I'm a novice rafter and would like to find some water within 5 or 6 hours of Denver in the next few months to raft rather than waiting for Spring. Any recommendations? Thanks.


----------



## lmyers (Jun 10, 2008)

Westwater Canyon, the Lower San Juan, Gates of Lodore, and Yampa Canyon are all possible year-round trips. 

Being a front-range resident and a novice rafter you should check out the South Platte through Denver as well.


----------



## Andy H. (Oct 13, 2003)

While there's usually good flow on the rivers mentioned above, one thing to be wary of is ice dams that form, particularly in shaded areas in the canyons and especially during a cold spell like we're coming out of. I've known guys that had to drag their boats over/around them and cache their equipment until the river thawed and they could come back and get their gear.

Make sure you get a good scouting report before you go and let us know what you find!

-AH


----------



## Dakota7 (Jul 11, 2010)

Thanks guys. I appreciate it.


----------



## zbaird (Oct 11, 2003)

for a novice i would start with the glenwood section. look at shoshone and see what you think. if it is a little much put in at grizzly creek or the park in town. i floated from the park to south canyon on a cold year one feb, no ice. you can drive the whole thing and look for ice dams ahead of time. 

westwater commonly gets ice dams in jan and feb and i wouldnt think it is novice, especially solo in the winter. i have heard of people running lodore all year but it doesnt seem novice and is a 3-4 day commitment. the yampa is pretty easy but it probably has about 80 cfs in it and again it is a multi day commitment. 

i have some friends that floated the san juan, another multi day commitment and 10 hrs from denver, last christmas and they rowed through slush but said it was great.


----------



## nmriverguide (Jun 29, 2009)

White Rock Canyon on the Rio Grande. Nice float trip from just outside Santa Fe to Cochiti Lake (motor out reccomended) Amesome scenery, petroglyphs, hiking. Spend 2 days or 3 if you like to hike alot.


----------



## raftus (Jul 20, 2005)

The section above Westwater is called Ruby Horse-Thief. Probably more beginner appropriate.


----------



## TakemetotheRiver (Oct 4, 2007)

I can't recommend the San Juan in the Winter highly enough- it is the most beautiful place to be in the winter time. The permits are easy to get, there is no one else around, and Slickhorn Canyon's grottos and pools, when iced over, are one of the coolest things I've ever seen.

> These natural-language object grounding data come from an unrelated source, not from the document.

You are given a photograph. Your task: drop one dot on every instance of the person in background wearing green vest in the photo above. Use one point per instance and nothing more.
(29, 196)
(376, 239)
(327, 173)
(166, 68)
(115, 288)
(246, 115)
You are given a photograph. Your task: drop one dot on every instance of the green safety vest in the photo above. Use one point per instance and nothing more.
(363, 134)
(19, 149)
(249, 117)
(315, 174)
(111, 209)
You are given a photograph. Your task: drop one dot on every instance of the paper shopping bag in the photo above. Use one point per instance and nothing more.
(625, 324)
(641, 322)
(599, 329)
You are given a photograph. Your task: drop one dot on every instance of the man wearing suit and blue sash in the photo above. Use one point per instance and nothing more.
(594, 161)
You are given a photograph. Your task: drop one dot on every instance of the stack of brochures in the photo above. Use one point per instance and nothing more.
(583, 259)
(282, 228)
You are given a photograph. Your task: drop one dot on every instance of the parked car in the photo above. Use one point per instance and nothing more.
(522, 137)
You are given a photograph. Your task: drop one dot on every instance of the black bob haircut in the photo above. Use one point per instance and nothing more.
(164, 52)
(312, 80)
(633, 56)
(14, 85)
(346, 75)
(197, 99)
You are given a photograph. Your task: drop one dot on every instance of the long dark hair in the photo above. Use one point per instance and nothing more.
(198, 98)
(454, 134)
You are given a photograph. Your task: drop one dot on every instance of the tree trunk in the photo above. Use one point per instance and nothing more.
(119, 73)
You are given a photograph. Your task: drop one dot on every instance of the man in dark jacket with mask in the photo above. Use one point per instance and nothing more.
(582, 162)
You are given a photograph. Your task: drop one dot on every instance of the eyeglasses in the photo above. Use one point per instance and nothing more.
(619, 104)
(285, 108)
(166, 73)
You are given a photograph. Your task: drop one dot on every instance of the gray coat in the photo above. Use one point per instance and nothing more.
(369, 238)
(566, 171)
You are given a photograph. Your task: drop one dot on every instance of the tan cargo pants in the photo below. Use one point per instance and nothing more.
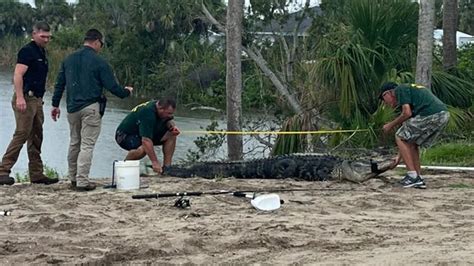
(29, 129)
(84, 128)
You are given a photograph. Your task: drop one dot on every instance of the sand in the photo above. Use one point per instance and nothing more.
(376, 222)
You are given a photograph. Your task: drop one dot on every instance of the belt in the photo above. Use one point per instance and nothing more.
(32, 94)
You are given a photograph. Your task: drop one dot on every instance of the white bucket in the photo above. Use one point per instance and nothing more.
(267, 202)
(127, 174)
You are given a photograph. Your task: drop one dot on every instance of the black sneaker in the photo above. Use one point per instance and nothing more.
(7, 180)
(45, 181)
(416, 182)
(88, 187)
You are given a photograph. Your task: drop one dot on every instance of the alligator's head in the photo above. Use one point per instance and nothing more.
(357, 171)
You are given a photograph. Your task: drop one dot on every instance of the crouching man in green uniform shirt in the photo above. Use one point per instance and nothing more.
(149, 124)
(423, 116)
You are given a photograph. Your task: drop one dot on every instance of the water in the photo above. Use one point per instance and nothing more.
(56, 134)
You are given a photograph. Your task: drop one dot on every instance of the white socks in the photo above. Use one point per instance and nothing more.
(412, 174)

Last Christmas, we did row out in slush (more like shoveling snow than rowing) and agreed that one more night on the river would have seen ice dams.

We must've seen over 20 bald eagles and not another soul for 5 days.

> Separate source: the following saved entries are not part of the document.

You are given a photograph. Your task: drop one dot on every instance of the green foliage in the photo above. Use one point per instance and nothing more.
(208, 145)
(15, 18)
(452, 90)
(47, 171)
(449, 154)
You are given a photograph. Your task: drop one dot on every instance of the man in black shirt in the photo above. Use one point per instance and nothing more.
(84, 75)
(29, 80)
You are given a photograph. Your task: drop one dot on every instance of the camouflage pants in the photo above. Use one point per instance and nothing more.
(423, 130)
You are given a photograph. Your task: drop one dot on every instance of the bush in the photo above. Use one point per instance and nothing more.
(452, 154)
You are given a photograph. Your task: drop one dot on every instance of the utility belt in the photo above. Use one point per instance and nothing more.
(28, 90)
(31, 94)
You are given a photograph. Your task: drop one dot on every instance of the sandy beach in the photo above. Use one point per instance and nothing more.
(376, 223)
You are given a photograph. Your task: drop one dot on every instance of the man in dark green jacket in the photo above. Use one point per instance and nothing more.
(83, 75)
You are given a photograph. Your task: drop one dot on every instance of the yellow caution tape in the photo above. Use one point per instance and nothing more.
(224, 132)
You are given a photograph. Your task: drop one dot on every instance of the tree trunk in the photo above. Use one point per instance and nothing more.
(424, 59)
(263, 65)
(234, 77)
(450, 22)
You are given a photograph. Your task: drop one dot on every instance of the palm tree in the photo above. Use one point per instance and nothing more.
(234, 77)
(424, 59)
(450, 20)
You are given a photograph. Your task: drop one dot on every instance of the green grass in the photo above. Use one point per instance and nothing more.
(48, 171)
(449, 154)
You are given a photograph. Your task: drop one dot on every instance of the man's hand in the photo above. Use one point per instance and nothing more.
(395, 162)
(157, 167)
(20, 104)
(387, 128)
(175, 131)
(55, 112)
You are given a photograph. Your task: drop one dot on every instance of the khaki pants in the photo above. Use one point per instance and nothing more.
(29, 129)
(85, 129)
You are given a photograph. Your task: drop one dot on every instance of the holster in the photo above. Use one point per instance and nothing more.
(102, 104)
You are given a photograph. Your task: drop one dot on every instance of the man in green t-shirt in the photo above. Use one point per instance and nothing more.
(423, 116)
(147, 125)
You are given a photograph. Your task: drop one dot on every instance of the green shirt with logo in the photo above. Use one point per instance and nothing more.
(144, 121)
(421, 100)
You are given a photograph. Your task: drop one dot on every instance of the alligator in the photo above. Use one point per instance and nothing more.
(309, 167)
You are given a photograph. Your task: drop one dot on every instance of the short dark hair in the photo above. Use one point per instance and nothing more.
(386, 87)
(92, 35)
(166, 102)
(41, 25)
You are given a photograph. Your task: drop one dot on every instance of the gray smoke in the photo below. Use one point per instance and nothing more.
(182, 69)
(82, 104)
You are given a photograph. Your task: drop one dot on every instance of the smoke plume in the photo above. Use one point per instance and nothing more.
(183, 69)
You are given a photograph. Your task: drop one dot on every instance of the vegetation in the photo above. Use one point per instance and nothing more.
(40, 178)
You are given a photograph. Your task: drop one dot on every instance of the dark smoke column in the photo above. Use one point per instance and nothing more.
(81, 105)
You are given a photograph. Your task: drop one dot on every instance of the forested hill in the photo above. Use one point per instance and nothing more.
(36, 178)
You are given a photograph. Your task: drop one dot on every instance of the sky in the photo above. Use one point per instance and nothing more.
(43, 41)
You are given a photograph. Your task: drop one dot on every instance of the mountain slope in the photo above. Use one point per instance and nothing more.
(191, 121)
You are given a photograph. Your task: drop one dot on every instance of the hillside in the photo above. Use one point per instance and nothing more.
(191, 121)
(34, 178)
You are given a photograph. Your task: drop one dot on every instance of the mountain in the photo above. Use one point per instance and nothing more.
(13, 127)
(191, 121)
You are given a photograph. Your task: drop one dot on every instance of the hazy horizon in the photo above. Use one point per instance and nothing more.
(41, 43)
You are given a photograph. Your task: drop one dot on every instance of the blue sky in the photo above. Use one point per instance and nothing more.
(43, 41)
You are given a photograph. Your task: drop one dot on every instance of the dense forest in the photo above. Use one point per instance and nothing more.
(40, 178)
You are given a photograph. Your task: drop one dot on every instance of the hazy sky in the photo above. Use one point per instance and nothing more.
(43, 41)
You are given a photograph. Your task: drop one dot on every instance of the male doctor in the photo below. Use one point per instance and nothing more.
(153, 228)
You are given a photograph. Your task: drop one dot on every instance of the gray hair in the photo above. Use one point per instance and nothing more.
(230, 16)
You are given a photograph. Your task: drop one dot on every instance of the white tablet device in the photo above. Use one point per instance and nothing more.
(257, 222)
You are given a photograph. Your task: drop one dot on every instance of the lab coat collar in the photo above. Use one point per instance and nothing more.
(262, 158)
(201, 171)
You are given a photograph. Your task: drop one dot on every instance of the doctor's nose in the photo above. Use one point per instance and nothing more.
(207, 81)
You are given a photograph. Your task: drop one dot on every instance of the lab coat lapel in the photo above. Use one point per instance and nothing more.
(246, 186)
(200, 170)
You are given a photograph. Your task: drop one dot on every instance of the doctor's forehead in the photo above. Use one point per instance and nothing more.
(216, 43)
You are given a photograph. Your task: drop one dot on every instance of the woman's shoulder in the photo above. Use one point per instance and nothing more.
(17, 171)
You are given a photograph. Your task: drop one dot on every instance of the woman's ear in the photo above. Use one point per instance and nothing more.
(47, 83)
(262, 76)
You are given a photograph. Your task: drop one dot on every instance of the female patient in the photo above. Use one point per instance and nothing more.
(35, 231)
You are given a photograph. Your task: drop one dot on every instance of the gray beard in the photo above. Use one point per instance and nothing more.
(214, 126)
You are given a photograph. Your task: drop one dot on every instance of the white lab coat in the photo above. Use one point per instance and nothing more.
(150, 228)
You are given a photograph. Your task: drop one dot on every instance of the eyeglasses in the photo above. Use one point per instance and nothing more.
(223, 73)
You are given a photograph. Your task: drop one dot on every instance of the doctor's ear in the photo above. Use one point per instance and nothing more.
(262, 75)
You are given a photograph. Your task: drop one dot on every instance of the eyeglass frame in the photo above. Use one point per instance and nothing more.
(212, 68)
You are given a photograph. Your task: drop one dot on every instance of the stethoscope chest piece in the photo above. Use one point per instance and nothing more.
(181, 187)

The previous January, I did the upper section of the San Juan and it is also beautiful and has Bighorns. I prefer the lower section, but the upper section can be done in a weekend.

The ranger will know if the river is free of ice.

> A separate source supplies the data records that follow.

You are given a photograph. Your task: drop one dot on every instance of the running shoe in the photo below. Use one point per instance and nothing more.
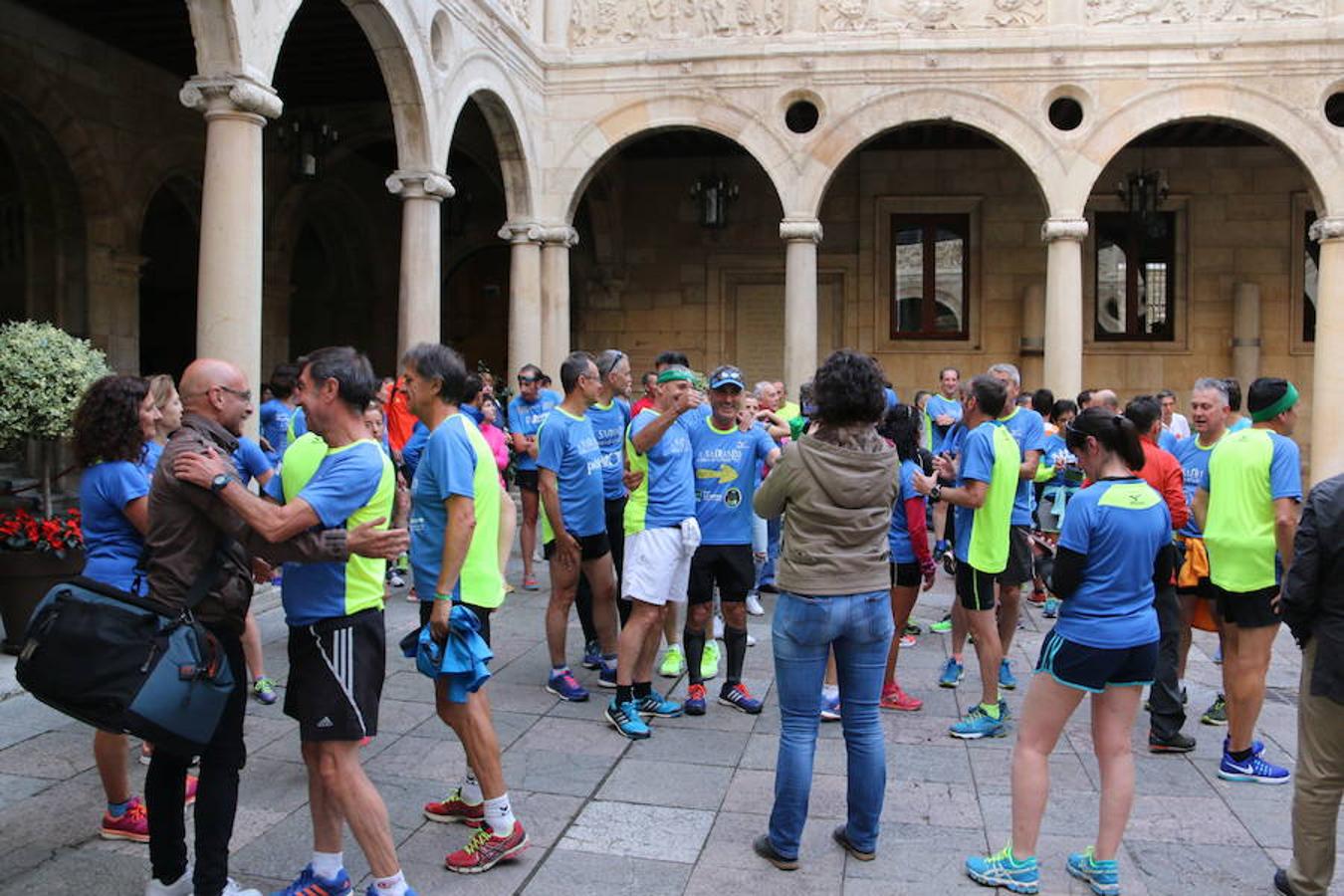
(310, 884)
(674, 662)
(952, 673)
(740, 697)
(893, 697)
(1002, 869)
(710, 661)
(625, 718)
(1217, 714)
(264, 689)
(1101, 876)
(566, 687)
(131, 825)
(656, 704)
(1254, 770)
(487, 849)
(978, 724)
(454, 808)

R/H is also cool in the winter, but not as cool, and takes almost the same amount of time.

There's always the Salt in February, but it's not a beginner run.

Have fun and get out there- I think too many boaters miss a whole new boating season when it snows!


----------



## cayo 2 (Apr 20, 2007)

If were willing to go as far as the Salt,the Verde runs as early and is easier with excellent scenery.


----------



## Gremlin (Jun 24, 2010)

The Colorado from Glenwood down is doable. After South Canyon, you can still get a little sunshine but lose it again before New Castle. Above Glenwood, Shoshone is real boney and would be challenging and ice has formed across the slow section at No Name.


----------